Right now, Safeway is Pleasanton's second largest employer. In Pleasanton alone, there are close to 2,600 people working at Safeway grocery stores and the company's headquarters.
Friday, Pleasanton Mayor Jerry Thorne said he was surprised by Thursday’s announcement and is now in the process of setting up meetings with Safeway and New York-based private equity firm Cerberus Capital Management to see what can be done to soften the blow to the local economy.
So what would the merger mean to everyone involved? For the employees, who will be negotiating a new contract later this year, jobs could be on the line.
For shoppers, the sale could mean lower prices, as executives pledge to pass cost savings on to the consumer.
Analysts and customers, however, are not so confident.
“They will probably close some stores,” San Francisco State University College of Business Professor Mitchell Marks said. “They are spending $8 billion on this acquisition, so they are going to have to get some of that back right away.”
“Definitely the prices are going to go up, I’m sure of that,” said John Manley, a shopper from Millbrae.” On most mergers, that’s usually the case.”
The merger is not a done deal. Safeway has a few days to try to find a better offer.
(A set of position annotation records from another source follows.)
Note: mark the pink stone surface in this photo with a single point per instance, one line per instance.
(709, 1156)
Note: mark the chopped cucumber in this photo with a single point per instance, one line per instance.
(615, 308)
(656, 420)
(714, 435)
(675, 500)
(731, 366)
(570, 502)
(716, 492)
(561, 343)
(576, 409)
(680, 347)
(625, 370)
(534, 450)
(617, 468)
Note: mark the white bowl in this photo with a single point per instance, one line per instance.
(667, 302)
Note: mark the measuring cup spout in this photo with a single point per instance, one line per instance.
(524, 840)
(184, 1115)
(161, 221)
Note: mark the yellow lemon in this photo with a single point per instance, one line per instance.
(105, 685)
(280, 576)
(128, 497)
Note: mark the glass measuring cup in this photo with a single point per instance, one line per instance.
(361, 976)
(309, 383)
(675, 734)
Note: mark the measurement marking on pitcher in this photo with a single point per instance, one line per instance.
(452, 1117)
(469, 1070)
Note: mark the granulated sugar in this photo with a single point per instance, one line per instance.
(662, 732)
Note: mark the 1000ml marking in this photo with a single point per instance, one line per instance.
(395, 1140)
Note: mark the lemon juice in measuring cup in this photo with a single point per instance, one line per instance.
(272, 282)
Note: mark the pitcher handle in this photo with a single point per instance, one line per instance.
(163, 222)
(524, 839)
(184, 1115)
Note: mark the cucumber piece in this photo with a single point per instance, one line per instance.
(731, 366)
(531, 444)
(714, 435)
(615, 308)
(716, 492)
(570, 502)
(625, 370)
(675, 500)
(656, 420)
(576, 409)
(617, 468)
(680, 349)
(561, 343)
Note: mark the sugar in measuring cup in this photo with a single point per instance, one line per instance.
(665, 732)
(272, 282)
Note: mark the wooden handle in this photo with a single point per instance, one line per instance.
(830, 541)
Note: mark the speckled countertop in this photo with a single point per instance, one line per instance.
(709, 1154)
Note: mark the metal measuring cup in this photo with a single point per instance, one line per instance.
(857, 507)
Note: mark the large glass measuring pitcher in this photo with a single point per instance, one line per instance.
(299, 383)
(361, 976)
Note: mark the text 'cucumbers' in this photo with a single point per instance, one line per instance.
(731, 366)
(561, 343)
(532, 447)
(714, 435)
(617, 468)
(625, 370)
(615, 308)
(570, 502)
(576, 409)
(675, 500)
There are also anti-trust proceedings that need to take place.
Safeway has been trying to adapt for some time to increased competition and recently shed some of its smaller, less profitable units, such as its Canadian operations and Dominick's stores in Chicago.
The company has more than 1,300 U.S. locations under banners including Safeway, Vons, Pavilion's, Randall's, Tom Thumb and Carrs.
AB Acquisition LLC, which operates Albertsons, along with Acme, Jewel-Osco, Lucky, Shaw's and other stores, is owned by Cerberus and other investors. It operates more than 1,000 stores. Albertsons is based in Boise, Idaho.